Gmail accounts were open to anyone and those features were well established for anyone to use back then. Sorry to hear you didn't have the internet speed to use the GSuite but that's not something Google could've helped with.
 
Apologies but I fail to understand the argument you are trying to make. It seems to be something like 'There are and were multiple mobile OS's, but only one internet and WWW, and somehow that is important enough to prove public sector projects are always bad and the WWW is an exception.' Actually if you go back far enough there were multiple networks that people used to gain information for computers. In the old days there were dial-up sites using private infrastructure and owned entirely by the private sector. Those old enough to remember will probably think of AOL dial-up service and old style dial-up bulletin boards. Yet the internet didn't take off until government funded projects supported it, including ARPANET (a precursor of the internet for the Department of Defence), the invention of HTML (developed by a researcher at publicly funded CERN), and NCSA Mosaic (the first popular web browser, a result of state and federal funding). Public sector innovations permeate the technology you are using now (and of course private sector technology as well).

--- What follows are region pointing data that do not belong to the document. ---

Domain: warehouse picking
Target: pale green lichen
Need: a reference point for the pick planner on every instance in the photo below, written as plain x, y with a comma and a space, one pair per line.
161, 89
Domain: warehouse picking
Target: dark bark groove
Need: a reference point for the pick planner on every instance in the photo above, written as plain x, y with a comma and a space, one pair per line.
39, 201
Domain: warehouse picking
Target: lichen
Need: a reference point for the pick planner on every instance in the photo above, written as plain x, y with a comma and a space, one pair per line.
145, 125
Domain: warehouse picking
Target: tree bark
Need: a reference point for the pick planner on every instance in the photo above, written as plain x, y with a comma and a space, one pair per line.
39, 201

My point is that it is political dogma on one side of the political spectrum is to think of all government projects as wasteful and doomed to failure. That is simply untrue. And most private sector efforts fail. To assume this new project by India will fail is based on a kind of prejudice against the public sector and, possibly, against the country. India's mobile OS might fail. It might not.
I simply responded to the idea that THIS (topic of thread) makes sense.

Sorry, but you interjected WWW and internet into the discussion and are the one drawing comparisons. Go back and read the string of replies. So my response back is basically that it's a poor analogy because there are mobile OSes that are thriving and advancing. This is a government effort to create an "indigenous" mobile operating system... explicitly intended to "create an alternative to iOS and Android" in India. So, back to my original response - how does this "make sense" or more to your argument, how does this parallel the WWW and internet innovations? It doesn't and it doesn't.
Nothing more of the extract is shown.